The pressure is high, because so much is expected of governance. Carbon markets are dynamic, complex systems with unpredictable, emergent outcomes. Those trying to impose order through top-down design very quickly meet the harsh realities of unpredicted consequence. The only way to get carbon markets to work is to let them evolve as a function of constant feedback, complete transactional transparency, and constant consideration of the entire system, upstream to downstream. This, of course, is the essence of modern adaptive governance.
With COP 26 around the corner this Fall, a number of voluntary carbon market design efforts are underway (presumably with the expectation that they blaze the trail for compliance markets down the road), including the Task Force for Scaling Voluntary Carbon Markets (TSVCM) and the Voluntary Carbon Markets Integrity Initiative (VCMI). Both efforts have used extensive outreach and expert consultation, and they focus on the integrity of voluntary carbon credit and the efficiency of the markets in which they are traded.
NatureFinance (formerly known as Finance for Biodiversity (F4B)) and Carbon Advisors are working closely with TSVCM’s principals to ensure that the governance of the envisioned markets is fit for its public purpose, i.e. the reduction of carbon emissions.
The effort is guided by three principles:
Open book accounting (or transaction-level transparency): every transaction, in digitally-enabled real-time, is fully transparent to everybody, including all particulars of the deal, the project baseline and proof of additionality, counterparties, ultimate beneficiaries, benefit-sharing arrangements, etc. In the post 2008 world, transactional transparency has become best practice in many private markets (e.g. mortgage-based securities). In the publicly mandated/purposed carbon markets, they are one of the cornerstones of trust and constant adaptation, especially in places with underdeveloped national regulatory capacity. It rewards those acting in good faith and discourages those who are not, and it provides a robust foundation for real, democratized accountability (see below).
Open governance (or strategic grievance mechanism): any party impacted by any actual transaction can level a grievance that is visible on submission, linked to and flagged against the specific transaction, handled separately from the executive of the initiative/market, and fed directly into the Board for its strategic consideration and oversight.

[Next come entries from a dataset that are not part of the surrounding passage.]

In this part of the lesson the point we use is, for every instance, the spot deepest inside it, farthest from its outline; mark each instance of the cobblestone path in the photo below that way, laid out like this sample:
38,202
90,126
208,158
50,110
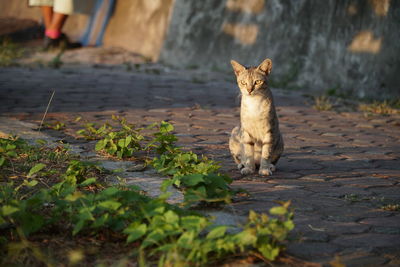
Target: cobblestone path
339,169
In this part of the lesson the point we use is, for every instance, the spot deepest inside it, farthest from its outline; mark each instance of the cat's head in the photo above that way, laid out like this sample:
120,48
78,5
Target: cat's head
253,80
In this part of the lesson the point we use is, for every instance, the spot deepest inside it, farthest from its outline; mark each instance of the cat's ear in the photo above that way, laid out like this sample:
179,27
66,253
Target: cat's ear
266,66
237,68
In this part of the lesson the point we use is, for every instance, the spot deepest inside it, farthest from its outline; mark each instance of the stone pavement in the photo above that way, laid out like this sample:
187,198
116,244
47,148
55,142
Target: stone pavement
338,169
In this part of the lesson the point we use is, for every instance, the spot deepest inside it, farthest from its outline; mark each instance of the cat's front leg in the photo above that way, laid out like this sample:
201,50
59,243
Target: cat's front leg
266,167
248,155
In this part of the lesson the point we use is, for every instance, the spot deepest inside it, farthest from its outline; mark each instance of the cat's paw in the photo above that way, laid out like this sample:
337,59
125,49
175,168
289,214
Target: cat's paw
246,171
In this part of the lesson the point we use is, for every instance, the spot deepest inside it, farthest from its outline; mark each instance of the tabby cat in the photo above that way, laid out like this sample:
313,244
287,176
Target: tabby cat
257,141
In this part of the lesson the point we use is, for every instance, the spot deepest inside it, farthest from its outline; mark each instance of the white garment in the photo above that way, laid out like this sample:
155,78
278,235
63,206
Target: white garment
67,7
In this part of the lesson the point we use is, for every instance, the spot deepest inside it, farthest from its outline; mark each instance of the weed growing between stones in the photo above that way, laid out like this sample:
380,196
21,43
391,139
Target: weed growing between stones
47,193
9,52
381,108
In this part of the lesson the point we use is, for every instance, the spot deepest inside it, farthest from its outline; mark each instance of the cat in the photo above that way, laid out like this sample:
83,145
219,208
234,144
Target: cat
257,141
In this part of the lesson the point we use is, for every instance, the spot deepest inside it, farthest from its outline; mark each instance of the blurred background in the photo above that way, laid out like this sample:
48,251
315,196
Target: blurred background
348,48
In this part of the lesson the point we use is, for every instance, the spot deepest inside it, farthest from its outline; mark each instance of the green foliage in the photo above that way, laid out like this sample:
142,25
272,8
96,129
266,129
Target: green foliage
168,233
381,107
92,132
79,171
322,103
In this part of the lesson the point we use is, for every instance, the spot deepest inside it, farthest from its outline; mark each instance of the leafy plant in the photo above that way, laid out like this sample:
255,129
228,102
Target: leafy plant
382,108
9,52
92,132
322,103
56,62
58,126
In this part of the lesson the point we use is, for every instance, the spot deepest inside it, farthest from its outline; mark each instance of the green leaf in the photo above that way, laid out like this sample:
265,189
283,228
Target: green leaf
135,232
186,239
88,181
171,217
78,227
110,204
100,145
31,183
246,237
8,210
217,232
153,238
289,225
128,140
121,142
278,210
74,196
268,251
36,169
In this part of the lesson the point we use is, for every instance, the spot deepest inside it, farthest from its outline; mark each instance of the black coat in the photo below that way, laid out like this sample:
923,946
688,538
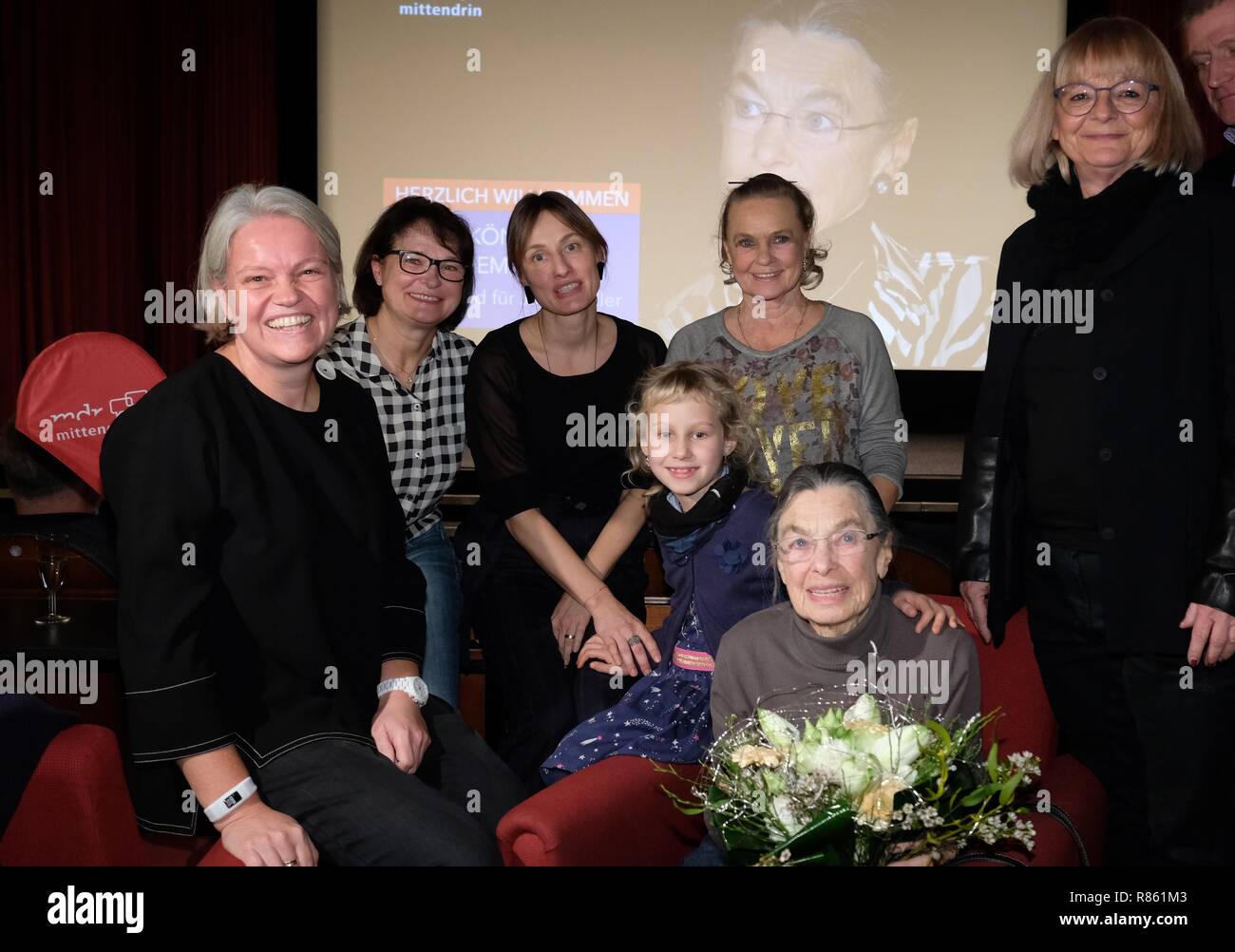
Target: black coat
1164,371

Now practiced by many multi-lateral organizations, grievance systems creates an open system that ensures that governing bodies are in receipt of and informed by transaction-level grievances. The initiative and its transactions are flagged publicly where grievances have occurred and are outstanding. This helps to prevent unlocking and vested interests undermining the quality of governance.
Systemic oversight: the governors must have ‘shadow’ oversight over the critical “upstream” (buyers) and “downstream” (sellers) aspects on which the market’s success depends. The expertise and interest of carbon credit suppliers, buyers and market makers must be fairly represented and those of potentially affected communities and jurisdiction. The focus must be squarely on the VCM’s good public purpose, even at the expense of discomforting incumbents. Board expertise must go beyond the functional and academic and also include governance expertise and geographic/contextual knowledge; new voices must be included.
Taken together, these three proposals shift the envisaged governance arrangements towards a more dynamic, distributed approach that can be more responsive, more quickly, to both specific and strategic unintended consequences and so also performance enhancement opportunities.